Co-Host: Bridget Burns, Executive Director, University Innovation Alliance
Dr. Bridget Burns is the founding Executive Director of the University Innovation Alliance (UIA). For the past decade, she has advised university presidents, system chancellors, and state and federal policy leaders on strategies to expand access to higher education, address costs, and promote completion for students of all backgrounds. The UIA was developed during Bridget’s tenure as an American Council on Education (A.C.E.) Fellowship at Arizona State University. She held multiple roles within the Oregon University System, including serving as Chief of Staff and Senior Policy Advisor, where she won the national award for innovation in higher education government relations.

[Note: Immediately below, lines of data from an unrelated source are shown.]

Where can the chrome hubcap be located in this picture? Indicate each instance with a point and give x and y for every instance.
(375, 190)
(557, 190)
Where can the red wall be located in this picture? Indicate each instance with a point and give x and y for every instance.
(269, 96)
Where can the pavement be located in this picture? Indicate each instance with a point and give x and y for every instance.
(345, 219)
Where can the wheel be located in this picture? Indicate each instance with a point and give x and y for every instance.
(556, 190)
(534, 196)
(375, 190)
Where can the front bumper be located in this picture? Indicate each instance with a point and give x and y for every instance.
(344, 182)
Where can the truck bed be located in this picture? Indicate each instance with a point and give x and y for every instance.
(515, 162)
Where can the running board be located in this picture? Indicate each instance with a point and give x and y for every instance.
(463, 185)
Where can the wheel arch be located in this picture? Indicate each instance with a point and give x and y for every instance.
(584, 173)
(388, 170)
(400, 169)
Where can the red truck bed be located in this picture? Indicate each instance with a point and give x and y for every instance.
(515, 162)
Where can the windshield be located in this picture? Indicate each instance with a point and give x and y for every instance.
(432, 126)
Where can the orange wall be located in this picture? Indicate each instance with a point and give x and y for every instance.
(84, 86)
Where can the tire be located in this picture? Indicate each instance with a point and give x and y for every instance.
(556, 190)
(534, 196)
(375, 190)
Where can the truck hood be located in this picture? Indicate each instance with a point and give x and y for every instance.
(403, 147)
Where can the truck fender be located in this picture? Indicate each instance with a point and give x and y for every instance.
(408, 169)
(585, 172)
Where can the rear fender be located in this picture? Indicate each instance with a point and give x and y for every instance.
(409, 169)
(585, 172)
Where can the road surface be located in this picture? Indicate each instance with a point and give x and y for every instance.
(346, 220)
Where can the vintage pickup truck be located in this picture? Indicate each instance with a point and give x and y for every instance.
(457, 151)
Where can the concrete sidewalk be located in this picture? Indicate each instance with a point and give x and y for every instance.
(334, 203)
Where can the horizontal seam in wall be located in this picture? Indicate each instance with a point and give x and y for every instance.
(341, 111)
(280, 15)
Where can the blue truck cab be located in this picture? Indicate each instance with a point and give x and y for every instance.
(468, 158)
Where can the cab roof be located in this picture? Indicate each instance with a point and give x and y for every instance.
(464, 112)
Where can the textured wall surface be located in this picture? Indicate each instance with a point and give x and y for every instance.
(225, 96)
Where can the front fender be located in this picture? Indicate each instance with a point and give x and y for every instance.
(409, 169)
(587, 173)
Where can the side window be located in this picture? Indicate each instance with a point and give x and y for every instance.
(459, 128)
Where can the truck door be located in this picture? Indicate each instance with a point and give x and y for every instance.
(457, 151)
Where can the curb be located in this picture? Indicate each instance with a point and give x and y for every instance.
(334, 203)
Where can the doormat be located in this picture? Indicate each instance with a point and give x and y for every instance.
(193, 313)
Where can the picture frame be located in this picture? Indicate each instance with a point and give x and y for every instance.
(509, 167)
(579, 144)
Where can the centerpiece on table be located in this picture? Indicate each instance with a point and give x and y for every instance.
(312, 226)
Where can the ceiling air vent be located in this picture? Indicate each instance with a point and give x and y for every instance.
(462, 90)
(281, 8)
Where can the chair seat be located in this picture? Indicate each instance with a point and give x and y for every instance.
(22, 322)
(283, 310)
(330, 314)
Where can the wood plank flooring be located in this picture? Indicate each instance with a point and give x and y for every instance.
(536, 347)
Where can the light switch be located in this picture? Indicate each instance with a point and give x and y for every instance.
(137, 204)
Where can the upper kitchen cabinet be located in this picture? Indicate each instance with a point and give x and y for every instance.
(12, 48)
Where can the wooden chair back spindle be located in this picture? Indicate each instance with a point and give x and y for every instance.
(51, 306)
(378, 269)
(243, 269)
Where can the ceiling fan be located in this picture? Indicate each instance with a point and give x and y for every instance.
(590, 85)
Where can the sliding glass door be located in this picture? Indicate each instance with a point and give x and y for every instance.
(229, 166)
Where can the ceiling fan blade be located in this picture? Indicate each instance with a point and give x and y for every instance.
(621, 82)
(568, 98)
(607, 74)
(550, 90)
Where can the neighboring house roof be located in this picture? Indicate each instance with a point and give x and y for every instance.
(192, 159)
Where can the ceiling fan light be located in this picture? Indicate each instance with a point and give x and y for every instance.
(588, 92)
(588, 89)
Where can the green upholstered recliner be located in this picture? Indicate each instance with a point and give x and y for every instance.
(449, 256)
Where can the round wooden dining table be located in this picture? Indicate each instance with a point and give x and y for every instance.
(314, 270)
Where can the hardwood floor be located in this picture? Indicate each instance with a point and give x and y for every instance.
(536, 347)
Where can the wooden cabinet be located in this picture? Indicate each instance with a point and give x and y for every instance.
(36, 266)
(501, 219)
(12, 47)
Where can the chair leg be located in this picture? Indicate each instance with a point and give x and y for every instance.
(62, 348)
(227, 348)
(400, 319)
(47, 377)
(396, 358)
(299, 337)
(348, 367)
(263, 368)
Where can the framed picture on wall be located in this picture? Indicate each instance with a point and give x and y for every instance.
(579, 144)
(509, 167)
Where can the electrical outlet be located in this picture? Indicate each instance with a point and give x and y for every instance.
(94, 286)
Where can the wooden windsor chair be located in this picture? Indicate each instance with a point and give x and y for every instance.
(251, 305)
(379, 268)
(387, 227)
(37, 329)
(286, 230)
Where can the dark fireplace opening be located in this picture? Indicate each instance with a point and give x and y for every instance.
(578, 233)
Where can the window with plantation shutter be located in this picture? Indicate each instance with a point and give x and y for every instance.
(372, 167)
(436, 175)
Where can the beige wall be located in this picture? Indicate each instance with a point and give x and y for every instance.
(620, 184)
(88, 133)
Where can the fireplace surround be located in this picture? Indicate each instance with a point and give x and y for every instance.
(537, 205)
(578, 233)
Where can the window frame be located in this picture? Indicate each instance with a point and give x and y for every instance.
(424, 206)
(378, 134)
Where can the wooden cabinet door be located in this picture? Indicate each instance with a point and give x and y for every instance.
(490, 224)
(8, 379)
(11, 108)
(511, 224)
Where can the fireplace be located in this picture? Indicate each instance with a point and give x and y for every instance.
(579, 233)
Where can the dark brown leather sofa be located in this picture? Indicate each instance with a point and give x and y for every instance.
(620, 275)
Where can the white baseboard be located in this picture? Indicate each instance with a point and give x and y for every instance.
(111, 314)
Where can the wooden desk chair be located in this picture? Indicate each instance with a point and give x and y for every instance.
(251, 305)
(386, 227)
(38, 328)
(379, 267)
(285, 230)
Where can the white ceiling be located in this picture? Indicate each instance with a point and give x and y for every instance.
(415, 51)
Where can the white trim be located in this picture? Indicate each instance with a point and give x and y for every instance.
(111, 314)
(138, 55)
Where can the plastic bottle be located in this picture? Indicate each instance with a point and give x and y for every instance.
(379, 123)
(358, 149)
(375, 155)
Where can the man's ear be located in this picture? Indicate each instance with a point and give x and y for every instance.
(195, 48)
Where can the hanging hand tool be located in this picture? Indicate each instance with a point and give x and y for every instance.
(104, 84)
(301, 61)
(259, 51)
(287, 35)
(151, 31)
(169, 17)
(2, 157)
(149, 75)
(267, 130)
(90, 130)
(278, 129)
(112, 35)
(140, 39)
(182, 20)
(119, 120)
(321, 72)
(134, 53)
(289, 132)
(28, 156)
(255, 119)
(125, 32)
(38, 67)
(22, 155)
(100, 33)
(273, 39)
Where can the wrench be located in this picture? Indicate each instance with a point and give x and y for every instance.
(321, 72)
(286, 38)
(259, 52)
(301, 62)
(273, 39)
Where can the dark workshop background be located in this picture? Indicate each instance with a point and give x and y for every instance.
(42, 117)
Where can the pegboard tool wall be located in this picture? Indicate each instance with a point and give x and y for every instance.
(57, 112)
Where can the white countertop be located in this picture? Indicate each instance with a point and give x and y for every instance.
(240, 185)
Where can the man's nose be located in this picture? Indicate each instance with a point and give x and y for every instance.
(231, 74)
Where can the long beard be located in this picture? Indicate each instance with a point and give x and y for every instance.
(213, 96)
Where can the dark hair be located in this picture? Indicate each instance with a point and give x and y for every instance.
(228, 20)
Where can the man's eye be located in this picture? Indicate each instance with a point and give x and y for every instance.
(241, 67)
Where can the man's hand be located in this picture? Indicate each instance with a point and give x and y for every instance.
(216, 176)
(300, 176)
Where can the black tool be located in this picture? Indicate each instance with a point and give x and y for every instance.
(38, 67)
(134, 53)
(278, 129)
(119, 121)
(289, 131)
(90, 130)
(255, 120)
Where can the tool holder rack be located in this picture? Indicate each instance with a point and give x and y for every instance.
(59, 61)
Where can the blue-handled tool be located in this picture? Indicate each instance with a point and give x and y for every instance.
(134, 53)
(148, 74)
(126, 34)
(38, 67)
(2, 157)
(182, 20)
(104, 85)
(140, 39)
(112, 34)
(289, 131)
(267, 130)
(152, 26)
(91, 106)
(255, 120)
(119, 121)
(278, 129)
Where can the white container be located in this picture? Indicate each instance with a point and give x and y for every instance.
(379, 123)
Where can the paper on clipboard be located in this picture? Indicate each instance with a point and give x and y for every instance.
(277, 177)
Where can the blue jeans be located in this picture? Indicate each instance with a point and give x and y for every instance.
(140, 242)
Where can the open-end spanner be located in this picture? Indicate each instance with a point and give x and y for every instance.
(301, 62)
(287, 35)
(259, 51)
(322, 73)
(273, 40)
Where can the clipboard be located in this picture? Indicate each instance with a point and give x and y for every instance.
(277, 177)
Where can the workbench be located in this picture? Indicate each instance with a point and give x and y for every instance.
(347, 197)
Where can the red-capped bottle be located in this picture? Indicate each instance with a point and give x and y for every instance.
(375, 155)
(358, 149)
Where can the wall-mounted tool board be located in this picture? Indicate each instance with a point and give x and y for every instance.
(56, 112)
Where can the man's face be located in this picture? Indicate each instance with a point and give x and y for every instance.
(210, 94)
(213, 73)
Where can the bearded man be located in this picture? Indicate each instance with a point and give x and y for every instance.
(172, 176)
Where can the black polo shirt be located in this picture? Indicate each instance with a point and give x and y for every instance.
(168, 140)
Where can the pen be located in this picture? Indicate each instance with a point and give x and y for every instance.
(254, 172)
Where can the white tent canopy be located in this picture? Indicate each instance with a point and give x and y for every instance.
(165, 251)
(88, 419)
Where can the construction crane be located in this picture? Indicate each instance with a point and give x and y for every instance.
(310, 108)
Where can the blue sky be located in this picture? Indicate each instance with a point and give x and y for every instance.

She was a National Associate for the National Center for Public Policy and Higher Education, and has served on several statewide governing boards including ones governing higher education institutions, financial aid policy, and policy areas impacting children and families.

Co-Host: Jeff Selingo, author, journalist, special advisor at Arizona State University
Jeff Selingo is an author, a journalist, and a special advisor at Arizona State University.  He has written about higher education for more than two decades and is a New York Times bestselling author of three books. His latest book, Who Gets In & Why: A Year Inside College Admissions, was published in September 2020 and was named an Editors’ Choice by the New York Times Book Review. A regular contributor to The Atlantic, Jeff is a special advisor for innovation and professor of practice at Arizona State University. He also co-hosts the podcast, FutureU. He lives in Washington, D.C. with his family.

About Weekly Wisdom
Weekly Wisdom is an event series that happens live on Facebook, Twitter, and LinkedIn. It also becomes a podcast episode. Every week, we join forces with Inside Higher Ed and talk with a sitting college president or chancellor about how they're specifically navigating the challenges of this moment. These conversations will be filled with practicable things you can do right now by unpacking how and why college leaders are making decisions within higher education. Hopefully, these episodes will also leave you with a sense of optimism and a bit of inspiration.